Eyefluence, a company that has created a unique eye tracking system for use with today’s virtual reality/augmented reality headsets, emerged from stealth today with a $14 million Series B funding round.
“Eyefluence transforms intent into action through your eyes. We believe anything you can do with your finger on a smartphone, you should be able to do with your eyes on a head-mounted display — only faster,” Eyefluence CEO Jim Marggraff told TechCrunch.
While Eyefluence isn’t the first eye-controlled operating tool, it claims to be the first one to interpret intent with your eyes in real time. With eye controllers I’ve seen in the past, you need to stare to show intent, Eyefluence wanted to change this to a glance.
“Your eyes are an efficient bandwidth input channel. When you are using one of these forms of technology [such as virtual reality goggles], it starts with intent. You have intent and you want to realize that intent if you could use [your eyes] to make that happen,” Marggraff said.
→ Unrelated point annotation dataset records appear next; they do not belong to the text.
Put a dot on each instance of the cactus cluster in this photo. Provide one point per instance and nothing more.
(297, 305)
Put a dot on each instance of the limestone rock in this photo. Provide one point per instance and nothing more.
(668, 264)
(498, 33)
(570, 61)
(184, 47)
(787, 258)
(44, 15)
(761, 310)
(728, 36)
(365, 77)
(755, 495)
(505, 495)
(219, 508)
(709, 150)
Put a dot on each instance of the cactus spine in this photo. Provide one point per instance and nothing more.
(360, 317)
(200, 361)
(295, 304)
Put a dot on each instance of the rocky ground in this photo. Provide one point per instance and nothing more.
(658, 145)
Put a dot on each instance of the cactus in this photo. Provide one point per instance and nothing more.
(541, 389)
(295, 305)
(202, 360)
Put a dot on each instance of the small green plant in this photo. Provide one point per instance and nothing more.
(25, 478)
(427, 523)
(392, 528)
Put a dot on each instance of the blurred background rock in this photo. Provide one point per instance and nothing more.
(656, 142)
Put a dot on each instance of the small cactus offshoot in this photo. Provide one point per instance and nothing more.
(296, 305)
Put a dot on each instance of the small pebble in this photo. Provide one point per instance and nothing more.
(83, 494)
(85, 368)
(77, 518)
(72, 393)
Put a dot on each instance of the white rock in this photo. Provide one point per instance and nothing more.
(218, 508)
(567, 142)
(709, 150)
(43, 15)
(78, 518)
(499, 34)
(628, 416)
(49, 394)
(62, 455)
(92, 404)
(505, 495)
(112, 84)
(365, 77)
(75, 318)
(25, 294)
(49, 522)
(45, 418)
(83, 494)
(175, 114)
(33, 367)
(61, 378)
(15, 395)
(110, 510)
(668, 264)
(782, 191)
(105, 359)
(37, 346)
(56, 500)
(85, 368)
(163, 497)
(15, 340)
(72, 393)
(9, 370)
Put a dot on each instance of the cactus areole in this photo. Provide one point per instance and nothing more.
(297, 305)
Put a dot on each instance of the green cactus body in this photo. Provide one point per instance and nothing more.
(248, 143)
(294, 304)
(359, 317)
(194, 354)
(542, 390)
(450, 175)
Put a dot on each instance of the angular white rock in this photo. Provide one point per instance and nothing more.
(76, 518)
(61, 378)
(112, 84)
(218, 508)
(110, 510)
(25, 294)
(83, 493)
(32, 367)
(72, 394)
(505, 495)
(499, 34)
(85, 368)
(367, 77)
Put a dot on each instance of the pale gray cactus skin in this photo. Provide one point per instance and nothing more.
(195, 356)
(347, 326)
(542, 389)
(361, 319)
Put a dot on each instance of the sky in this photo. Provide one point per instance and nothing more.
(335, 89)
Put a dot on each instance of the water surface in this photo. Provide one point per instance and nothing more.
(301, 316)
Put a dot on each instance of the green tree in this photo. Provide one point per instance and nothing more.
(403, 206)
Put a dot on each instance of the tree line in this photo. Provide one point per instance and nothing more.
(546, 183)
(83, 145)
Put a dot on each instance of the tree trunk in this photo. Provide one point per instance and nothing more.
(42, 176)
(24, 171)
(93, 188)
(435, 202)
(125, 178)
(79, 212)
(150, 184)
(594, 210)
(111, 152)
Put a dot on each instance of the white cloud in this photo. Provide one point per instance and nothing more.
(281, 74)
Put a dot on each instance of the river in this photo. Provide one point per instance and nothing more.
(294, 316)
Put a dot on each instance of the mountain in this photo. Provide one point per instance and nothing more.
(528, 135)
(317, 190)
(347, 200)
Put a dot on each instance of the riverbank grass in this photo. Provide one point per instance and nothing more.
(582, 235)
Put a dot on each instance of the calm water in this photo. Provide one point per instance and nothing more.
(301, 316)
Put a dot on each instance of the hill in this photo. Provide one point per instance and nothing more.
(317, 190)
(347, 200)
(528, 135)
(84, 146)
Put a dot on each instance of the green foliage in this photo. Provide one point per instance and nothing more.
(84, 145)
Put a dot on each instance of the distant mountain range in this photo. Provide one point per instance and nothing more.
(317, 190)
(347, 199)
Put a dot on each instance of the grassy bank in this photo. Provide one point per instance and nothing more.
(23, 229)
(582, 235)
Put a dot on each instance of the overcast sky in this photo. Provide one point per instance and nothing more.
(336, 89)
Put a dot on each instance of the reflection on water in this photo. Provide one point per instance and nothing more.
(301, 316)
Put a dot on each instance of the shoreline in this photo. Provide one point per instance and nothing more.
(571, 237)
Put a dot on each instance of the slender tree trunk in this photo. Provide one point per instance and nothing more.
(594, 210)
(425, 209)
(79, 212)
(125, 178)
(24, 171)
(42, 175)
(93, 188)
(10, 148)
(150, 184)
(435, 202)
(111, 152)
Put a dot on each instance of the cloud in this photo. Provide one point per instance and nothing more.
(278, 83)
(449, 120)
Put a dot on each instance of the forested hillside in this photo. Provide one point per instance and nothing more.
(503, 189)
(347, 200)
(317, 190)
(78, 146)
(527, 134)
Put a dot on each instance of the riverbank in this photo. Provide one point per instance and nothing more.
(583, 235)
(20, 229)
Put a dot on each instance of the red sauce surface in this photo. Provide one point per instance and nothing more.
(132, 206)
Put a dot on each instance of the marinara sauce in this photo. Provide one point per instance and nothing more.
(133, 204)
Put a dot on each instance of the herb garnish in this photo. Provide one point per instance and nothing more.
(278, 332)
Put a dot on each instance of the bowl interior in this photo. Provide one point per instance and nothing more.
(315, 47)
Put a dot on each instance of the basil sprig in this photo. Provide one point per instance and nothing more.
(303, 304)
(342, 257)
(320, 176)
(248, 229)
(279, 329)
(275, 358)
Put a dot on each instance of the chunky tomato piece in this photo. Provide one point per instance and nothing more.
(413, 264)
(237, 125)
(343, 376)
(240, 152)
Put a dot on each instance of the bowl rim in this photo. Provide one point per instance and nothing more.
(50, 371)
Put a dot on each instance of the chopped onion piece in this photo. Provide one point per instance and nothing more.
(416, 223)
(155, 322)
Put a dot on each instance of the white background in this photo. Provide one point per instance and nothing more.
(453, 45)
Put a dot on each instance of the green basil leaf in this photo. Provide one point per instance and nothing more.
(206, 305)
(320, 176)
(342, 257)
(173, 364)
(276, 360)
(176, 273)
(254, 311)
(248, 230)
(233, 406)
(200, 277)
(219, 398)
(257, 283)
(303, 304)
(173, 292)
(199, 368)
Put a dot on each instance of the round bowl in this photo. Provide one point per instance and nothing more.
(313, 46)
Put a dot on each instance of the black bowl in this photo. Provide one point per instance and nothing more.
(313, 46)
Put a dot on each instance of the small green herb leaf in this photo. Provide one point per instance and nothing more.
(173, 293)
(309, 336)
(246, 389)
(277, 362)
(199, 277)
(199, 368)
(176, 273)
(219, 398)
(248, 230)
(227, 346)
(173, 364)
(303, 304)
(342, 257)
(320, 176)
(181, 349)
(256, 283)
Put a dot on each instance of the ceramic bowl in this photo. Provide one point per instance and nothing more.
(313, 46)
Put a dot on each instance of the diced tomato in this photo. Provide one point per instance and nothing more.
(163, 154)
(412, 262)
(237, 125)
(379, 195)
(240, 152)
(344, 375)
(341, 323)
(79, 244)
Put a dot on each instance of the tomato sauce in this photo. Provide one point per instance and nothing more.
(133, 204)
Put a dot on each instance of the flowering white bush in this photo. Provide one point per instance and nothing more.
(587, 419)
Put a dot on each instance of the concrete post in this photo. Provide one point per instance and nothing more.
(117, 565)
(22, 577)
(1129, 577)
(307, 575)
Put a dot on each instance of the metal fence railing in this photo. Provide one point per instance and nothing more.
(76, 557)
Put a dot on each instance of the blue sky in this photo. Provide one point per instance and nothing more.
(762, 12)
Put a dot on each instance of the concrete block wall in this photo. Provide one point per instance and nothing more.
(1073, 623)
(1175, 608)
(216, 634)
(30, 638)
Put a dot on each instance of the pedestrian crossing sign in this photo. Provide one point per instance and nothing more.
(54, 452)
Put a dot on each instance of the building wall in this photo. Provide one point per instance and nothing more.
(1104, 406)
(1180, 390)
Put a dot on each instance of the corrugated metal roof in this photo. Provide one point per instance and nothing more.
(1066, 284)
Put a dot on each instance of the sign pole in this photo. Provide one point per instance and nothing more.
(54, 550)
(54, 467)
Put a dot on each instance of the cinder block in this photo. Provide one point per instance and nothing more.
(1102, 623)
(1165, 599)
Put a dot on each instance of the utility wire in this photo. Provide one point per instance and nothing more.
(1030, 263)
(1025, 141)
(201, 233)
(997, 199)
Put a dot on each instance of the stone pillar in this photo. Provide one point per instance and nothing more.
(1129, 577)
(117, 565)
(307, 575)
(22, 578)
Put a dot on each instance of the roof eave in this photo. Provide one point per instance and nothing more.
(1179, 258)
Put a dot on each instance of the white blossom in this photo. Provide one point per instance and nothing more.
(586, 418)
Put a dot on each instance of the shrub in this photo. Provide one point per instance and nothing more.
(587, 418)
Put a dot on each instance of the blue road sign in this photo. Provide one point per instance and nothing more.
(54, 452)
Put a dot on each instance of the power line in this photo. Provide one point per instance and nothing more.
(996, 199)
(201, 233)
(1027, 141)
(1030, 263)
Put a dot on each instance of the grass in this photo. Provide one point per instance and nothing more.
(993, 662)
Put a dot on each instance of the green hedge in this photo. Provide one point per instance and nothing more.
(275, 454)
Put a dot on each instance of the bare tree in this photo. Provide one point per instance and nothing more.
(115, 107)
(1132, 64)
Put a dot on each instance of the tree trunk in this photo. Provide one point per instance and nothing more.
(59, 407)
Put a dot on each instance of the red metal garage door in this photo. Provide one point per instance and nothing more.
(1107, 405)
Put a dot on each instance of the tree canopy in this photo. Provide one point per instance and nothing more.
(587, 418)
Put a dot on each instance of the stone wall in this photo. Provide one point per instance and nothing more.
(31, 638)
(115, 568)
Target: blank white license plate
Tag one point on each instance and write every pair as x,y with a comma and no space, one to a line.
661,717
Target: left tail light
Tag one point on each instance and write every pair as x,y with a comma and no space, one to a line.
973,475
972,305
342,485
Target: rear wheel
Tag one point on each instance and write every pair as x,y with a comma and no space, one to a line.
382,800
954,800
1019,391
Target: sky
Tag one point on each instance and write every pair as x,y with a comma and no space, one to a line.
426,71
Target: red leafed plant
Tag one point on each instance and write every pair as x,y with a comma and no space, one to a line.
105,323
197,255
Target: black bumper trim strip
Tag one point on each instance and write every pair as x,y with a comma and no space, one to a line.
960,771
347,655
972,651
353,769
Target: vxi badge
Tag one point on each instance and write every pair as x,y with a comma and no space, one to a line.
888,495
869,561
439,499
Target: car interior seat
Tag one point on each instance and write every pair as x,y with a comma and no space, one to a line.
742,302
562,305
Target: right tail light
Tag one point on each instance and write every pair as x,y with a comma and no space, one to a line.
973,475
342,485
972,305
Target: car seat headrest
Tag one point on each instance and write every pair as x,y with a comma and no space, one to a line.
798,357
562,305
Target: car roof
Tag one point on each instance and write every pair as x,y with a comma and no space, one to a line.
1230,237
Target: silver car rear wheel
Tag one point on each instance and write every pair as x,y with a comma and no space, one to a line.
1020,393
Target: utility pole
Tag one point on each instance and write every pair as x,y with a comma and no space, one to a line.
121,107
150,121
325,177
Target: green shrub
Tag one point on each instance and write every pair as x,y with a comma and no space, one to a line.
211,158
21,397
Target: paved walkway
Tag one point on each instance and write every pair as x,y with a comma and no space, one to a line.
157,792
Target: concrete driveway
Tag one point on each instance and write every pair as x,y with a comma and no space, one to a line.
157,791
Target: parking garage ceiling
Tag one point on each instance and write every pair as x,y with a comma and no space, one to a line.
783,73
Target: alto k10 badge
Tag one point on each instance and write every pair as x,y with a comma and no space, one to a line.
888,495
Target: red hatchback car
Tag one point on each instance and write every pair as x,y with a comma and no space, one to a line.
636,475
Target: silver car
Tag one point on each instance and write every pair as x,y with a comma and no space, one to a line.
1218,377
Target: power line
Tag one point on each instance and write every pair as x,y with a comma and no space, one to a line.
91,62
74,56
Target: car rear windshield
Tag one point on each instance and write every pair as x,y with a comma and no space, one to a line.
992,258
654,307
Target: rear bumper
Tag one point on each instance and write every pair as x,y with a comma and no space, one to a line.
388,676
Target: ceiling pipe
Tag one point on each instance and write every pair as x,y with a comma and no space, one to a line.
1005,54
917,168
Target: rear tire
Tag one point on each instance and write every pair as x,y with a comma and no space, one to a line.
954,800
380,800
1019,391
As Marggraff puts it, the mouse was the first interaction tool after the keyboard and it changed the way we use software, then a touch interface came along with pinches, spreads and swipes. Now he wants his company to transform the eye-driven interface in the same way these other interaction methods changed how we interact with those devices.
He believes that the eye can be a unique interface, not one that simply moves the mouse or touch interface to the headset. He sees the need for an entirely new interaction model, and that is what his company has set out to do.
Apparently investors like what they see. They rewarded Eyefluence with a $14 million Series B round led by Motorola Solutions Inc. Jazz Venture Partners, NHN Ventures and Dolby Family Ventures, as well as other unnamed strategic and private investors also participated.
The company had a Series A round a year ago for $7.6 million led by Intel Capital bringing the total to 21.6 million raised.
Eyefluence is trying to partner with as many of the headset makers as possible with the goal of eventually being the standard user interface for headset hardware. Motorola wants to use Eyefluence technology in its Connected First Responder of the Future project. The company envisions police and public safety officials wearing a headset and gathering information with their eyes, while leaving their hands free.
As for competitors, he says he has not seen anyone close doing what he’s doing. It’s worth noting that Tobii has been doing eye tracking for some time, but it appears to be more using the eyes to replace the mouse, something Marggraff made clear he wanted to avoid.
Eyefluence didn’t have a demo ready yet at our meeting, but hopes to have one ready early next year. The company was founded by Marggraff and David Stiehr after they purchased the eye tracking intellectual property in 2013 from a company that had begun developing the technology, but was unable to commercialize it.